でも、オレの意識は半分以上が外へと投げ出されていた。幽体離脱しているみたいに漂って自分の姿を見下ろしていた。なんだこれ。
「ランドの魂は予想以上の怨念に蝕まれていたようでした。
私としたことが、沈み潜み混っていた悪魂を引き上げ出すことで精一杯のようです」
見ると、肩で息をしているソルノは多大な疲労感でフラフラといった具合だった。
何なの、魔力の涸渇?
無責任な調子で、「後は任せました」と匙を投げていた。
ちょっと、いい加減過ぎないか、おい!
「ランド、大丈夫か!?」
ガンクがオレの身体を抱えて揺すっていた。
オレはその光景を空から眺めている。心配する目と労るような手付きでオレの背中を撫で付けてくれている。
ガンクありがとう。優しいぞ、ガンク!
ガンクにどんなふうに思われたり扱われたとしてもいいや。
そうだ。
元からオレはコカコ村で『魔力持ちのねこ』だって、魔物だってことでガンク達に保護される立場で一緒にここまで旅して来たんだから。

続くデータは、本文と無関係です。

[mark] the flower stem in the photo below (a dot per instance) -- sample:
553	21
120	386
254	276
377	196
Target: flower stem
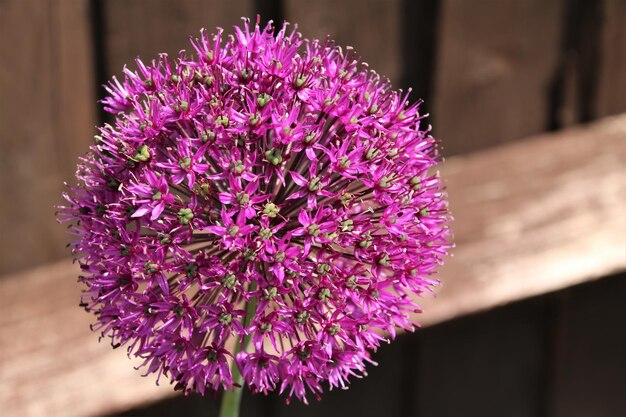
231	400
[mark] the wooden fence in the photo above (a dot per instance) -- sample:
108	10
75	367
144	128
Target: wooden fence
492	72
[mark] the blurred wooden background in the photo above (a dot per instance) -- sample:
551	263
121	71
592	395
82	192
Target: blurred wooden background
491	72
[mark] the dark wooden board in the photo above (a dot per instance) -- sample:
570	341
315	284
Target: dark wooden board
486	365
372	27
590	353
136	28
47	118
612	73
493	70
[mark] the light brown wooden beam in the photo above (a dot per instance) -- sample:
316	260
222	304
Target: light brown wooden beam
531	217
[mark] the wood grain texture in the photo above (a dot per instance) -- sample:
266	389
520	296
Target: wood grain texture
164	26
494	66
47	118
372	27
612	74
532	217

オレはねこだし、ガンク達と話すことは出来ない。意思を通じ会う手段すら無いんだ。
だから、いつかガンク達とも喋れるようになれたらいいな。無理かもしれないけれど、オレの目標だ。
いつの日かガンク達と一緒に、同じ視線になれるように。
ガンクの気持ちは分からないけれど、今はオレだけが対等な仲間だと思っていたって。オレは構わない!
オレは嬉しくなって、でも同時にオレの頭に強い不快感と拒絶の感情が流れ込んできた。
それは前世のオレの感情だった。オレの想いとは真逆に、不躾に身体に触れてくるガンクの手付きに戸惑い苛立っているようだった。
[なんだここは?]
[俺に……、馴れ馴れしく俺に触れるな!]
その瞬間、眼下の黒ねこの身体の毛が一気に膨らんでいった。そしてそのまま巨大化し始めた。

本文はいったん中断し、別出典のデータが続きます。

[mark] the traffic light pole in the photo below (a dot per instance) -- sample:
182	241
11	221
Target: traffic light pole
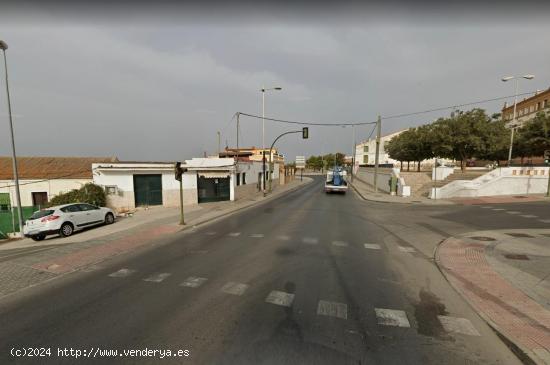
305	135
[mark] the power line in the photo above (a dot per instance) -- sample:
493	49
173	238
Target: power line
453	107
305	123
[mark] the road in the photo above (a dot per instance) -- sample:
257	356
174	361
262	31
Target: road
307	278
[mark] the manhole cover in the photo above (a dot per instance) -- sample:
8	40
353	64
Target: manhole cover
515	256
519	235
483	238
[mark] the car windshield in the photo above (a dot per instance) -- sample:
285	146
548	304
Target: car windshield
41	214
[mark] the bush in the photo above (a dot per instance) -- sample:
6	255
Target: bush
89	193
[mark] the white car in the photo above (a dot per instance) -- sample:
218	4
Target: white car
65	219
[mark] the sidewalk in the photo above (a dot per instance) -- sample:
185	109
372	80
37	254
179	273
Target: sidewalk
26	263
367	192
505	276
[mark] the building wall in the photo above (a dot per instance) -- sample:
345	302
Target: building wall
124	182
51	187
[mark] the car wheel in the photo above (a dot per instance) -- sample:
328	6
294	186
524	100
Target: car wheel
66	230
109	218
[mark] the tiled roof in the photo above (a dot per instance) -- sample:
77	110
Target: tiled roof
51	167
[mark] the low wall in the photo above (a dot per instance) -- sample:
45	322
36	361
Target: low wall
502	181
367	175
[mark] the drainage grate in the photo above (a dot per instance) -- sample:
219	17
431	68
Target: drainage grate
519	235
515	256
483	238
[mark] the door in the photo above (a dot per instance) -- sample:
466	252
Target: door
148	190
39	198
213	189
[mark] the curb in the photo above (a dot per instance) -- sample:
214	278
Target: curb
524	355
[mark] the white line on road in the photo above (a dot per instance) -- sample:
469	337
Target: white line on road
372	246
340	243
122	273
392	317
280	298
157	278
193	282
406	249
234	288
332	309
310	240
458	325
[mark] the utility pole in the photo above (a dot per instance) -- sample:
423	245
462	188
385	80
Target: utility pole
377	152
3	47
219	143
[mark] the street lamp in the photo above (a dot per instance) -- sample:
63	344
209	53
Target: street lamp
263	90
513	124
4	47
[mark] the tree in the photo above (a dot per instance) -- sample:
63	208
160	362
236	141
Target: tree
461	137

象くらいのサイズのねこになってしまって、傍にいたガンクは吹き飛ばされてしまっている。
「痛って。
……ランド? どうしたんだよ?」
大きな外傷は無かったから良かったけれどガンクは、信じられない、という顔でオレのことを見詰めていた。
やめろ、何してるんだよ!
やめてくれよ、前世のオレ!
象サイズの黒ねこ、つまり前世のオレの魂を宿したままのランドは周囲から巻き込む吸うようにして魔力を練り集め始めていた。暴威の魔物と化してしまうようにして。
なんてことしてんだよ。そんなに魔力を溜め込んでいって。前世のオレ、どうする気だよ?

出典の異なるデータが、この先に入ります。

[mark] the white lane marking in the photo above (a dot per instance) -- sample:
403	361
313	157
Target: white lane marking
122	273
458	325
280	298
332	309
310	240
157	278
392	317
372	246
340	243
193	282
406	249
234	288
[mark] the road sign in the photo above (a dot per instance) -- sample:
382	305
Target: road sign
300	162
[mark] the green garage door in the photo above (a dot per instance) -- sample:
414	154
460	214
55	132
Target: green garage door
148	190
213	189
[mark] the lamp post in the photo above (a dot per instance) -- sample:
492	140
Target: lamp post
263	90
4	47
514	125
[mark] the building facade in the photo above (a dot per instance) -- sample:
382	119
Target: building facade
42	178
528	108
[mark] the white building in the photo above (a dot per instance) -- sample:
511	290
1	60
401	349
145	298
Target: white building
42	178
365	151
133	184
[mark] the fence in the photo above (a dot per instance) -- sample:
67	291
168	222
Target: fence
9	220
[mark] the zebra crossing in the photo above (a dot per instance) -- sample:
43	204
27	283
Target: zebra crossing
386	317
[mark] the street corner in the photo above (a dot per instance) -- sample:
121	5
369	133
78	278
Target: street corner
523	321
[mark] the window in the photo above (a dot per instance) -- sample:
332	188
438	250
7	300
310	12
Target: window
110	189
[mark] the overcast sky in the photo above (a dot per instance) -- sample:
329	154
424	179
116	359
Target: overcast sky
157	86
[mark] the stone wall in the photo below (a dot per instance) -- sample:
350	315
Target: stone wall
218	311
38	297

その時ドルマックの頭の文字が不気味に動いた。ざわめくように魔力が高まっていく。
「こりゃあ暴走か?
仲間にも悪さするようなら仕留めなきゃいけねえよな」
は!?
ちょっと待ってくれドルマック! 何でそんな鋭い目をして凶悪な気配を漂わせているんだよ。
腕を振って、やる気満々な顔しないでくれよ!
おかしいだろ、ソルノはオレの魂の悪い部分を呼び起こしてお祓いするって言ってただろ? オレは討伐対象じゃあないだろ!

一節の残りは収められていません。